Engelberg Center to team up with Electronic Frontier Foundation in new project taking aim at patent trolls

NYU Law’s Engelberg Center on Innovation Law and Policy announced today that it will serve as one of several partners of the Electronic Frontier Foundation in a new project called Trolling Effects. Engelberg Center Executive Director Christopher Wong explained: “Trolling Effects is a resource to empower would-be victims of patent trolls through a crowdsourced database of patent demand letters and a clearinghouse for information on the troll epidemic.”

So-called patent trolls acquire patents, not for the purpose of creating a product or service, but instead, through actual or threatened litigation, to demand licensing fees from others who they allege are infringing the patents. According to the New York Times, trolls (or “patent assertion and licensing entities,” as they are more neutrally known) were behind more than 60 percent of the roughly 4,000 patent lawsuits filed in 2012. Critics say such lawsuits are often frivolous and act as a tax on innovation, and last month the Obama Administration took steps to rein in such litigation.
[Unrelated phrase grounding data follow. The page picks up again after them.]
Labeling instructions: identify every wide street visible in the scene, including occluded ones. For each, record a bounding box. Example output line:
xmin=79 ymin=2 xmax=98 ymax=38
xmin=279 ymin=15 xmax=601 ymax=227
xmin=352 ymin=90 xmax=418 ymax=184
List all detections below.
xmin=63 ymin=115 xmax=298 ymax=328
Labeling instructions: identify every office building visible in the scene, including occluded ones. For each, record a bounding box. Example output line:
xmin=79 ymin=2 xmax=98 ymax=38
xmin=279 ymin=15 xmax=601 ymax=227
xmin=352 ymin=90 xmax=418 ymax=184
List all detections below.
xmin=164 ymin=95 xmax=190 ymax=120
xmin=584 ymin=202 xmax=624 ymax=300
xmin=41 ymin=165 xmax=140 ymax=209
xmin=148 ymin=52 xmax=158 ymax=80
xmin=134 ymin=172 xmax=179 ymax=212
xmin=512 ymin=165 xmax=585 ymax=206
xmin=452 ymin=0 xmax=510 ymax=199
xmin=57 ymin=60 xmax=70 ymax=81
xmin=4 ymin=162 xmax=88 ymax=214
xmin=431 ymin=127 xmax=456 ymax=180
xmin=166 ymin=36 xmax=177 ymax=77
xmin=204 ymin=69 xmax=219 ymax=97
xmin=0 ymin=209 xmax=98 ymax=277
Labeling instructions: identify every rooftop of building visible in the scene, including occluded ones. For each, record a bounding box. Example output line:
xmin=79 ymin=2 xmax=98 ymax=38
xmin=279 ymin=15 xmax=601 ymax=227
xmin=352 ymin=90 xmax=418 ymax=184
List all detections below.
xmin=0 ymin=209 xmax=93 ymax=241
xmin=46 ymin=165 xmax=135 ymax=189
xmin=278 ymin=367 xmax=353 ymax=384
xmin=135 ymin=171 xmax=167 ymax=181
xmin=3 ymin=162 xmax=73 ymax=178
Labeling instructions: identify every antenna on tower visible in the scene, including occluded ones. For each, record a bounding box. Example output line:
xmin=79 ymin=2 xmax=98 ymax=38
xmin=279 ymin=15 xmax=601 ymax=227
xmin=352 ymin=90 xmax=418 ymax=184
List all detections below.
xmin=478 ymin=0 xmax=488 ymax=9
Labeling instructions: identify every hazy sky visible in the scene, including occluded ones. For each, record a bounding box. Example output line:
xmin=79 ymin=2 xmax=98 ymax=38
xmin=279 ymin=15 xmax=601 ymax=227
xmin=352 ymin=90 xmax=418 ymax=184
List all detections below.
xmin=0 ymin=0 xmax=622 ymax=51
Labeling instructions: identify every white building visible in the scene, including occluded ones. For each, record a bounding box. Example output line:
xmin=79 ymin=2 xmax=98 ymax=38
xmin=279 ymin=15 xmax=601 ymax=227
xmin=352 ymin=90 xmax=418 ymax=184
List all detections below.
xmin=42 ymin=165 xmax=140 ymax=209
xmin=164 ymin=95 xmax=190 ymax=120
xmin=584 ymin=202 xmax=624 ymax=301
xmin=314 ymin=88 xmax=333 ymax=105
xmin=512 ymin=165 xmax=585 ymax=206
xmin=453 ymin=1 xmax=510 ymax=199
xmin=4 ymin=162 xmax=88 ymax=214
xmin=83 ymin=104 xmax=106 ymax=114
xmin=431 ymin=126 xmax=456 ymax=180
The Trolling Effects website allows recipients of licensing fee demand letters to post the documents online, find letters received by others, and research who is really behind the threats (since trolls often operate through shell companies). The site also features comprehensive guides to the patent system and a blueprint for patent reform. Journalists, academics, and policy makers may also access Trolling Effect's data for researching the patent system.